Models can be trained using pgml.train on unlabeled data to identify important features within the data. To decompose a dataset into it's principal components, we can use the table or a view. Since decomposition is an unsupervised algorithm, we don't need a column that represents a label as one of the inputs to pgml.train.


This example trains models on the sklearn digits dataset -- which is a copy of the test set of the UCI ML hand-written digits datasets. This demonstrates using a table with a single array feature column for principal component analysis.
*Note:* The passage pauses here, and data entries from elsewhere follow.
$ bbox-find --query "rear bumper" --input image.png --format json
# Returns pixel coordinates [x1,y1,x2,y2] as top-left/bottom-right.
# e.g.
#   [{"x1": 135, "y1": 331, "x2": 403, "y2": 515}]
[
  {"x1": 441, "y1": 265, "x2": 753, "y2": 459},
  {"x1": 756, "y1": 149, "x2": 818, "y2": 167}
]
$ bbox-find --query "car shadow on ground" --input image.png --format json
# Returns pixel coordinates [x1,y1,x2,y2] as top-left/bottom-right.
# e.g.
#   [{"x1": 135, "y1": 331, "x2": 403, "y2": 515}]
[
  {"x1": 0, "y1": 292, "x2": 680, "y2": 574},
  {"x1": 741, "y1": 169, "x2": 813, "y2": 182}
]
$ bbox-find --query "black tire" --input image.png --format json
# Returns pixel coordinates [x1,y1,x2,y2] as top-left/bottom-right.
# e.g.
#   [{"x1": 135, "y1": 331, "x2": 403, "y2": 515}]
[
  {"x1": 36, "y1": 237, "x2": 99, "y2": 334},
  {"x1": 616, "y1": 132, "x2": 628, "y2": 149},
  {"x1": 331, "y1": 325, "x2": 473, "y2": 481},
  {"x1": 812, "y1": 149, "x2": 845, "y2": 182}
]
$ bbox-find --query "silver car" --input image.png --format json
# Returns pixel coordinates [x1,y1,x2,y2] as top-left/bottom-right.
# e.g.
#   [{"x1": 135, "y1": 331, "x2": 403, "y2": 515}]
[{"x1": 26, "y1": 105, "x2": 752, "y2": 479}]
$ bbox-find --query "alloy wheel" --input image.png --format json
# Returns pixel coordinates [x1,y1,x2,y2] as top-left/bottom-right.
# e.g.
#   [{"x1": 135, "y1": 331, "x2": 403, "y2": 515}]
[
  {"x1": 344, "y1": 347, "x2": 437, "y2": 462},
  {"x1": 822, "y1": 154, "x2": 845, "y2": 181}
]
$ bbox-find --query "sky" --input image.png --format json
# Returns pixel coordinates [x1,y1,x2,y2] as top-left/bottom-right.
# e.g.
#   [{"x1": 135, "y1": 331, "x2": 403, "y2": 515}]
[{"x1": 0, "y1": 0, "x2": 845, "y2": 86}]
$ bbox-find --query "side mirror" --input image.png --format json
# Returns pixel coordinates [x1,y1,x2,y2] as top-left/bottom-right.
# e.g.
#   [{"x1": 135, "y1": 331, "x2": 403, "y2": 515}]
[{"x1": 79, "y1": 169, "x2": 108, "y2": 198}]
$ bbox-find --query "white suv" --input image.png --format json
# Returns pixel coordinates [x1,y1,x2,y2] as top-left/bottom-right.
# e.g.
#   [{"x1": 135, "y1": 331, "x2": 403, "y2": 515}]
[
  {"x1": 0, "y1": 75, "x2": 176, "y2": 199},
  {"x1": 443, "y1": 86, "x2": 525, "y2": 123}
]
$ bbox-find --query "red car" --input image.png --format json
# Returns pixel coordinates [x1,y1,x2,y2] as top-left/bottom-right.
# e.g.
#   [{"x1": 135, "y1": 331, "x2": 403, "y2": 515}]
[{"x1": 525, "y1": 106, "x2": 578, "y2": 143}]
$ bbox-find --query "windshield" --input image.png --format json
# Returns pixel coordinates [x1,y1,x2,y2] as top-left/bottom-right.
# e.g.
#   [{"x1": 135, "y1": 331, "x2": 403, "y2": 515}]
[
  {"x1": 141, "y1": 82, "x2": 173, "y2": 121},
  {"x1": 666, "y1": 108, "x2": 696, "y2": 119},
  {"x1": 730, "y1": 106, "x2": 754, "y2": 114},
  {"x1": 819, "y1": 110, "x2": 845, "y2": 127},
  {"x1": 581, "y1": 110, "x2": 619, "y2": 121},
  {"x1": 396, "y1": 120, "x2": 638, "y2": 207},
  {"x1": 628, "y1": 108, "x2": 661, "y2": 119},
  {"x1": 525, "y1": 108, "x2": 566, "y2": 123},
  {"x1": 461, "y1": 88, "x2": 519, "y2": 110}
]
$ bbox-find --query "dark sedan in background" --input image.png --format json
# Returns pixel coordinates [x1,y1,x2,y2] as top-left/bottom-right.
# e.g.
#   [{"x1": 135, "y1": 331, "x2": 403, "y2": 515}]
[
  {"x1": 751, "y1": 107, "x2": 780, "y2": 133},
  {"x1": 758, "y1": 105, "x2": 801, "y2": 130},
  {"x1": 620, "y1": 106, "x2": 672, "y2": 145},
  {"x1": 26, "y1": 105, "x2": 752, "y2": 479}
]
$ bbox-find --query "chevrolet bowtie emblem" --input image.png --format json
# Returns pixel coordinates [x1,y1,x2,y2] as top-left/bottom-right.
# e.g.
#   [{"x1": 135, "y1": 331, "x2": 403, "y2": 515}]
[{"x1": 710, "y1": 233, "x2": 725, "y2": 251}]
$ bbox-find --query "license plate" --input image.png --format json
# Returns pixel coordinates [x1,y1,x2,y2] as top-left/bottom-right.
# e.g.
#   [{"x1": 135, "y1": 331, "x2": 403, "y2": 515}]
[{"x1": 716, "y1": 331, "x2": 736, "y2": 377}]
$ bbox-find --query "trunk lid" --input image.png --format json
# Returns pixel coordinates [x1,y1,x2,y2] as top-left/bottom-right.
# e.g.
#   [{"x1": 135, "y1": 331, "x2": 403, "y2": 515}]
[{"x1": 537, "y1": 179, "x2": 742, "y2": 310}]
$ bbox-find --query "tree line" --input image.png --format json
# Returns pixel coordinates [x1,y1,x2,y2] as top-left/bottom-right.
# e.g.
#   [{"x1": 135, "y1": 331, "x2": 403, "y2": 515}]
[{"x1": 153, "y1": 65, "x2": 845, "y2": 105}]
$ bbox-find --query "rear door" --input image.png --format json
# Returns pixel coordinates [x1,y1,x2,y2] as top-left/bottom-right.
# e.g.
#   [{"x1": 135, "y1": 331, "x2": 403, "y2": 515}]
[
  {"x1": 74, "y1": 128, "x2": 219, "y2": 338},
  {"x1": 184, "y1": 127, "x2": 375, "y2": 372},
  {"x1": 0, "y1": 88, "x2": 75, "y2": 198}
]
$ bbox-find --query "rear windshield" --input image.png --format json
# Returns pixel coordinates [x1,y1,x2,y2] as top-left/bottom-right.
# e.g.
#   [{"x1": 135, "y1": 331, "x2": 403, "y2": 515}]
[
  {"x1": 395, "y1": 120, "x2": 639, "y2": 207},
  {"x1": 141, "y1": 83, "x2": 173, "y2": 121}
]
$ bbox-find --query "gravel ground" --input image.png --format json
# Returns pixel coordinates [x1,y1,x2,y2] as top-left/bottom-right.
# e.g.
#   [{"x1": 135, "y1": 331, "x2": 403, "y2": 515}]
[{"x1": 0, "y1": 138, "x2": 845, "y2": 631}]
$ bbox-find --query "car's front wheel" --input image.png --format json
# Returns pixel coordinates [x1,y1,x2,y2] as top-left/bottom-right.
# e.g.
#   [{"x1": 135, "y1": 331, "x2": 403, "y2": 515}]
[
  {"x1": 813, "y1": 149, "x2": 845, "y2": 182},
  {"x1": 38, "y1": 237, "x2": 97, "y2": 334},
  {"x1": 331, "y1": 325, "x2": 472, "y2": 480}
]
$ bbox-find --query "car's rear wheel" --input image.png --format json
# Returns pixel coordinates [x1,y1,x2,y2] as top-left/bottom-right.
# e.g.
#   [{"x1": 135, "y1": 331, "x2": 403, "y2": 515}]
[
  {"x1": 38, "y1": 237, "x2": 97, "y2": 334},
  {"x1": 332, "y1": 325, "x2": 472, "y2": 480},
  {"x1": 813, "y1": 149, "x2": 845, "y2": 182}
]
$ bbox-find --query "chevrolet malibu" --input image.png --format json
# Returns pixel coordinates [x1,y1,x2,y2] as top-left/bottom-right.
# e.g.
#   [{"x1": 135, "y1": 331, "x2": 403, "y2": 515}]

You could do something similar with a vector column.

SELECT pgml.load_dataset('digits');
-- create an unlabeled table of the images for unsupervised learning
CREATE VIEW pgml.digit_vectors AS
SELECT image FROM pgml.digits;
-- view the dataset
SELECT left(image::text, 40) || ',...}' FROM pgml.digit_vectors LIMIT 10;
-- train a simple model to cluster the data
SELECT * FROM pgml.train('Handwritten Digit Components', 'decomposition', 'pgml.digit_vectors', hyperparams => '{"n_components": 3}');
-- check out the compenents
SELECT target, pgml.decompose('Handwritten Digit Components', image) AS pca
FROM pgml.digits

Note that the input vectors have been reduced from 64 dimensions to 3, which explain nearly half of the variance across all samples.


All decomposition algorithms implemented by PostgresML are online versions. You may use the pgml.decompose function to decompose novel data points after the model has been trained.

Algorithm Reference
pca PCA


SELECT * FROM pgml.train('Handwritten Digit Clusters', algorithm => 'pca', hyperparams => '{"n_components": 10}');